His activities have been as varied as his reputed ancestors. He has been a dog of war, a sentinel on the borders of Dalmatia and Croatia. He has been employed as a draft dog, as shepherd. He is excellent on rats and vermin. He is well known for his heroic performances as fire-apparatus follower and fire-house mascot. As a sporting dog he has been used as bird dog, as trail hound, as retriever, or in packs for boar or stag hunting. His retentive memory has made him one of the most dependable clowners in circuses and on the stage. Down through the years the intelligence and willingness of the Dalmatian have found him in practically every role to which useful dogs are assigned. Most important among his talents has been his status as the original, one and only coaching dog. The imaginative might say that his coaching days go back to an engraving of a spotted dog following an Egyptian chariot! Even the practical minded will find no end of proof, centuries old, of the Dalmatian, with ears entirely cropped away and padlocked brass collar, plying his natural trade as follower and guardian of the horse drawn vehicle.
He is physically fitted for road work. In his make-up, speed and endurance are blended to a nicety. His gait has beauty of motion and swiftness, and he has the strength, vitality and fortitude to keep going gaily till the journey's end. The instinct for coaching is bred in him, born in him and trained in him through the years. The Dalmatian takes to a horse as a horse takes to him, and that is to say, like a duck to water. He may work in the old way, clearing the path before the Tally Ho with dignity and determination or following on with his ermine spottings in full view to add distinction to an equipage. He may coach under the rear axle, the front axle or most difficult of all, under the pole between the leaders and the wheelers. Wherever he works, it si with the love of the game in his heart and with the skill which has won him the title of the only recognized carriage dog in the world. His penchant for working is his most renowned characteristic, but it in no way approaches his capacity for friendship.

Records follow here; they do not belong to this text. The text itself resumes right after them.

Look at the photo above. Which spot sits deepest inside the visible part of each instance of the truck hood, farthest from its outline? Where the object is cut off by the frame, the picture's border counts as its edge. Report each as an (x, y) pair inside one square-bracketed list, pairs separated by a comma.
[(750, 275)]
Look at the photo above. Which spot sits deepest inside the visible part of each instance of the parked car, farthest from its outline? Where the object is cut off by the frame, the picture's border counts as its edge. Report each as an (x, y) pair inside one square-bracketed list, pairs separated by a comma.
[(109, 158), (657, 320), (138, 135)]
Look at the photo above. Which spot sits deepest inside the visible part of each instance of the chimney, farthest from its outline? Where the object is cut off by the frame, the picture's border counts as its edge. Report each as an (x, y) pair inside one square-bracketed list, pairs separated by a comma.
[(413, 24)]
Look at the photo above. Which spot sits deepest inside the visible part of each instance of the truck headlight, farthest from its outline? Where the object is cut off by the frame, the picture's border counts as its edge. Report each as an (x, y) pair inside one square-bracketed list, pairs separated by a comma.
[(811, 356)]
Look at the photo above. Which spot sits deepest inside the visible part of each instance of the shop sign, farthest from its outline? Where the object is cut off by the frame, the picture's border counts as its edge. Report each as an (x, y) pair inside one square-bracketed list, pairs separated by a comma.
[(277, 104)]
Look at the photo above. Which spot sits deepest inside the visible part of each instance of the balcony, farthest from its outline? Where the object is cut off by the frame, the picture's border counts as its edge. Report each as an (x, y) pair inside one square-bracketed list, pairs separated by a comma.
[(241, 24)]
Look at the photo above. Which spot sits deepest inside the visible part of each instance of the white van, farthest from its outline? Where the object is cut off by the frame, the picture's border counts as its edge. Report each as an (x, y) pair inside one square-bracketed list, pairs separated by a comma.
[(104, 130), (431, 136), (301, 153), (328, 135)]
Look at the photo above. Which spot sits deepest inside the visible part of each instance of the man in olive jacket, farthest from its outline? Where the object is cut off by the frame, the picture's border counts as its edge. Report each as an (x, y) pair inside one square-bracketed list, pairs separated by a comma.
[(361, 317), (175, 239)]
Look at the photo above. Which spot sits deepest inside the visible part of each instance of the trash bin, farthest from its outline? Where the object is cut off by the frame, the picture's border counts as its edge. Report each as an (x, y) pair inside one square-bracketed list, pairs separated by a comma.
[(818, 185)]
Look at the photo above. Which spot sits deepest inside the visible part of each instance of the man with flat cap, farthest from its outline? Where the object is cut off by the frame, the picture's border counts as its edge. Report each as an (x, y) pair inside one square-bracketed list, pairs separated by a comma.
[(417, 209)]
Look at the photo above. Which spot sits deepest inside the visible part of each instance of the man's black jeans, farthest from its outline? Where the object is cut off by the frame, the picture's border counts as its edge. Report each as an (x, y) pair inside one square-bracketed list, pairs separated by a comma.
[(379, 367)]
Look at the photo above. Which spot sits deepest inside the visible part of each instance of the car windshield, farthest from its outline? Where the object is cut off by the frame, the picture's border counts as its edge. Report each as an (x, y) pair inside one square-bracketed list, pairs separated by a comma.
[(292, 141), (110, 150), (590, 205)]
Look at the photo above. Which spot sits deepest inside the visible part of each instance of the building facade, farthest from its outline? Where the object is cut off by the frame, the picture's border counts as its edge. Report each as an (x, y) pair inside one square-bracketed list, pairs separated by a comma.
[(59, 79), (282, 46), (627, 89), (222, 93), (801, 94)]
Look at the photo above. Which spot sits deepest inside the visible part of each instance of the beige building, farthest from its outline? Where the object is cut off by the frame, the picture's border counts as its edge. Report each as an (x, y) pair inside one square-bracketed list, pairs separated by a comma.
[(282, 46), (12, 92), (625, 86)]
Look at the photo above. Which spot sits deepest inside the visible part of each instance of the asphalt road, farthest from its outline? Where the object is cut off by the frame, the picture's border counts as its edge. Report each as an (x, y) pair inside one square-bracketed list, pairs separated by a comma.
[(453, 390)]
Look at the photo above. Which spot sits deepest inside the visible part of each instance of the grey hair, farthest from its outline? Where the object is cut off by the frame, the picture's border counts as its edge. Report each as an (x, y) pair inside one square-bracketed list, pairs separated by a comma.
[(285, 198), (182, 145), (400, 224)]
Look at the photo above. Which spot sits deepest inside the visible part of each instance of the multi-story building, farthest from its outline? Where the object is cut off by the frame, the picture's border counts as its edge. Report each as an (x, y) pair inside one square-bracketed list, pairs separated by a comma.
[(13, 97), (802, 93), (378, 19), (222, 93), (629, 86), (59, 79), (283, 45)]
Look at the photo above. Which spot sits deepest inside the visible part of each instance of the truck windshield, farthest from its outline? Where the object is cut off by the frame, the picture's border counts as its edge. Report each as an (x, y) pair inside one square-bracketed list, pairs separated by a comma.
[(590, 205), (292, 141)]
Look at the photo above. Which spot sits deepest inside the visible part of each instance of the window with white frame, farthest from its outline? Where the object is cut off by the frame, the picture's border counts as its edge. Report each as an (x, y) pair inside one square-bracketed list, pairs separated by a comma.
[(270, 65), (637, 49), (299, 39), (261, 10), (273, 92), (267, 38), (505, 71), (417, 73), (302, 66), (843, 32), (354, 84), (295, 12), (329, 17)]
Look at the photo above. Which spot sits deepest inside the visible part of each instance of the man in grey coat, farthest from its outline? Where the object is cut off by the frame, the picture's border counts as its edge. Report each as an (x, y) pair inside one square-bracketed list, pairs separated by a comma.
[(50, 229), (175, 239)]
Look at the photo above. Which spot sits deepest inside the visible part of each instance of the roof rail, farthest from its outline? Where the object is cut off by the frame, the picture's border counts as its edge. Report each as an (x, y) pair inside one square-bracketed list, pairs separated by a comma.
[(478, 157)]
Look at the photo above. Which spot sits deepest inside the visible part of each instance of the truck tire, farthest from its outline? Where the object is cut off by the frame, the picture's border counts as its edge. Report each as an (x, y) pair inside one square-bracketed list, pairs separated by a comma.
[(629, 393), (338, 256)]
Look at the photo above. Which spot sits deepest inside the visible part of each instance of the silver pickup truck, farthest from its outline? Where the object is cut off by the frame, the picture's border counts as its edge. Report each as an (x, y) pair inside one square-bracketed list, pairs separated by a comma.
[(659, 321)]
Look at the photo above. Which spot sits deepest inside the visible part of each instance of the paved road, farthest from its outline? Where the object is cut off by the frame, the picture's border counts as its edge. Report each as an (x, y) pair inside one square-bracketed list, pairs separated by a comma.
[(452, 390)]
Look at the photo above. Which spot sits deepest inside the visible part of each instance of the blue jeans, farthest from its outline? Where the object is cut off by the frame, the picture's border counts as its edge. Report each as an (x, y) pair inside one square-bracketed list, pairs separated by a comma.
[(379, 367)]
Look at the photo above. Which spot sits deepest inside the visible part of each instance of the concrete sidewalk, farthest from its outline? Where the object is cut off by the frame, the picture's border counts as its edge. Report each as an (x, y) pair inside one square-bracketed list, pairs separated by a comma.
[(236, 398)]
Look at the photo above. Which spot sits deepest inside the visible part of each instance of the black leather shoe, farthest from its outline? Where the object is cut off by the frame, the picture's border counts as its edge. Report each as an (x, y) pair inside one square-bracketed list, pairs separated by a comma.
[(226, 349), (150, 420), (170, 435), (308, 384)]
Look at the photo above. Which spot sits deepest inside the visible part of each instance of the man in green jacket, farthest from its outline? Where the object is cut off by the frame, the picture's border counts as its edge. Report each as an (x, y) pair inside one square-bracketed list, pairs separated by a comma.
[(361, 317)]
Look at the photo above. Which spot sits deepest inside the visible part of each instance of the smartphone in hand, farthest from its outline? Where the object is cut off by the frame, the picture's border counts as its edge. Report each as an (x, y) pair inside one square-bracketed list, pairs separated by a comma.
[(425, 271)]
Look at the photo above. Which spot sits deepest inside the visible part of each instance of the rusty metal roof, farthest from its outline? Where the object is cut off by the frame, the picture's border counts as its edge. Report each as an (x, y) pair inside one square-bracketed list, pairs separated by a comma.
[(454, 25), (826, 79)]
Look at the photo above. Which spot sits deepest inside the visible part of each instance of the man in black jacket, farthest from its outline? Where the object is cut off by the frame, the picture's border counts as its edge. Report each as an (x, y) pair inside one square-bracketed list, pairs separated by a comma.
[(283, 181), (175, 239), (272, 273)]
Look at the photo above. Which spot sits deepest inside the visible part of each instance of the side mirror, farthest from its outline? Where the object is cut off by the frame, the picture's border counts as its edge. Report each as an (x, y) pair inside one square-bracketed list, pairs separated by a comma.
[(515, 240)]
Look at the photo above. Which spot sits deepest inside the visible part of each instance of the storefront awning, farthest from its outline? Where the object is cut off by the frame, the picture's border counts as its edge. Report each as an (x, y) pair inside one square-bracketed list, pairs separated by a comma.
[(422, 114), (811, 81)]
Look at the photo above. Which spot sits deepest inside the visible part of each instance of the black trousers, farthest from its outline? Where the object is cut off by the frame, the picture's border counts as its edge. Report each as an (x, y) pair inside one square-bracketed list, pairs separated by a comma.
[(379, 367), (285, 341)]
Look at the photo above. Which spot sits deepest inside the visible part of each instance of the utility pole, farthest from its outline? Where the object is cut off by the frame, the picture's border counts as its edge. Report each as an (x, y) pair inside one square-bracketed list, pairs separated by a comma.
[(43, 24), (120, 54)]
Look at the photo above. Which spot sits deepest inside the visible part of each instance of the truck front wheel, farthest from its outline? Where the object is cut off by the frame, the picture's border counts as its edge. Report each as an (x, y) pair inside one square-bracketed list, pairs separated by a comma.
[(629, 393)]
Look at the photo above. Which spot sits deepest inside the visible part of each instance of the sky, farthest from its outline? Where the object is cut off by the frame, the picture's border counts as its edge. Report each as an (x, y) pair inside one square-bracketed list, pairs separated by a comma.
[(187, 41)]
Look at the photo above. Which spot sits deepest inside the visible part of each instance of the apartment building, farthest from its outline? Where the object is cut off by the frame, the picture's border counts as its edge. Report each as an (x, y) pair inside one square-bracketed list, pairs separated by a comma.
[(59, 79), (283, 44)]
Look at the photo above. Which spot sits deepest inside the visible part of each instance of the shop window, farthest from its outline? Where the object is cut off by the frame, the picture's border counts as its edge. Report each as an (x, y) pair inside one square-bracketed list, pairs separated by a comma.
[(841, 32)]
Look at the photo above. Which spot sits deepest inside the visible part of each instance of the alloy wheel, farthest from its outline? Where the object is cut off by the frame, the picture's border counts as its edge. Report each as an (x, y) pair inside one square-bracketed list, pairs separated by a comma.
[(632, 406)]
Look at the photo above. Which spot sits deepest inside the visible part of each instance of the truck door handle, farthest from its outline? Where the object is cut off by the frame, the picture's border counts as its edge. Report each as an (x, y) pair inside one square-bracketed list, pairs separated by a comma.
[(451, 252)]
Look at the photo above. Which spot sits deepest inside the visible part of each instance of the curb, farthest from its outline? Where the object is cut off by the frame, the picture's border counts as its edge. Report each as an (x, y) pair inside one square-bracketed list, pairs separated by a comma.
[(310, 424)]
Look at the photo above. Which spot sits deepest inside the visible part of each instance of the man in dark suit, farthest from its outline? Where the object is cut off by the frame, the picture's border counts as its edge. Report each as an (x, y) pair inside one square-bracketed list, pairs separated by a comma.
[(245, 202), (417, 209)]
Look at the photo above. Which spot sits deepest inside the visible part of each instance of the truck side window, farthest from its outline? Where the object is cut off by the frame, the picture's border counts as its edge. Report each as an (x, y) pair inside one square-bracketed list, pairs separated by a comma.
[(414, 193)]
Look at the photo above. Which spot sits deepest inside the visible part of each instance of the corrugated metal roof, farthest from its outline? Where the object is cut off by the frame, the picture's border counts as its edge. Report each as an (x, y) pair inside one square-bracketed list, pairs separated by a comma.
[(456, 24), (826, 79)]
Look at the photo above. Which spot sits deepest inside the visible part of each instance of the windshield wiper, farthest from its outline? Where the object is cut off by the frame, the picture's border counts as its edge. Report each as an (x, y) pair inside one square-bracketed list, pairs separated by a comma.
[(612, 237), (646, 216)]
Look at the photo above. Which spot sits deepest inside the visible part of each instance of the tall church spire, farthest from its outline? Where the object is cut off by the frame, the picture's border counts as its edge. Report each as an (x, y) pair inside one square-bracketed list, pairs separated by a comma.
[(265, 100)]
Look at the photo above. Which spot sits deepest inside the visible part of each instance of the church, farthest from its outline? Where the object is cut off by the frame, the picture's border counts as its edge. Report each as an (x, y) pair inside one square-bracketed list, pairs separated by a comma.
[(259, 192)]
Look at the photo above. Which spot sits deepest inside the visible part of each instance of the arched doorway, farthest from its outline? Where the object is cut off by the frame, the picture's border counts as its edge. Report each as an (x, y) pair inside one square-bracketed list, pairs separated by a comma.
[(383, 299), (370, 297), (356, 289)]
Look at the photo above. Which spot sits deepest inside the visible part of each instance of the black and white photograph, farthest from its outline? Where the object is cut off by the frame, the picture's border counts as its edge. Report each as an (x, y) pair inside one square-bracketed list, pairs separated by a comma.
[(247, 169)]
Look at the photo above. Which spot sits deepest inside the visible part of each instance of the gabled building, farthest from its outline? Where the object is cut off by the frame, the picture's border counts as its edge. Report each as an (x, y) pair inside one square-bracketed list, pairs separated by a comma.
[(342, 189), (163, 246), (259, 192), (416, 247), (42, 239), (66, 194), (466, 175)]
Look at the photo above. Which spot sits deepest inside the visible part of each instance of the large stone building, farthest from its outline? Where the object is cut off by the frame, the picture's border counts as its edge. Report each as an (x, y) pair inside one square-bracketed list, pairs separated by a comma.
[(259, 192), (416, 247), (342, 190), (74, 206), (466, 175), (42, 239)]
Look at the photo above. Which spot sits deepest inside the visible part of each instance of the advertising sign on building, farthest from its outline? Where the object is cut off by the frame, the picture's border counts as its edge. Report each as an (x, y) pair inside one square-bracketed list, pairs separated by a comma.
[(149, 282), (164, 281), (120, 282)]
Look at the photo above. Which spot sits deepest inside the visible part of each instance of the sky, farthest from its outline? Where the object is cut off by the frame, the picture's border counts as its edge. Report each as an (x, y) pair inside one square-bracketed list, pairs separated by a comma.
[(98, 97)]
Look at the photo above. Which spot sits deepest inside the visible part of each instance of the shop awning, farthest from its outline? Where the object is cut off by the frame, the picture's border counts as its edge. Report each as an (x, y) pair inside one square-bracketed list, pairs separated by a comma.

There is no dog more picturesque than this spotted fellow with his slick white coat gaily decorated with clearly defined round spots of jet black or, in the liver variety, liver brown. He does not look like any other breed, for his markings are peculiarly his own. He is strong bodied, clean cut, colorful and distinctive. His flashy spottings are the culmination of ages of careful breeding.
His aristocratic bearing does not belie him, for the Dalmatian is first of all a gentleman. He is a quite chap, and the ideal guard dog, distinguishing nicely between barking for fun or with a purpose. His courtesy never fails with approved visitors, but his protective instinct is highly developed and he has the courage to defend. As a watchdog he is sensible and dependable. Hs is not everyone's dog -- no causal admirer will break his polite reserve, for he has a fine sense of distinction as to whom he belongs. Fashion has not distorted the Dalmatian. He is born pure white, develops quickly and require no cropping, docking, stripping or artifices of any sort. He is extremely hardy, an easy keeper, suited to any climate. He requires only the minimum of care for he is sturdy and neat and clean.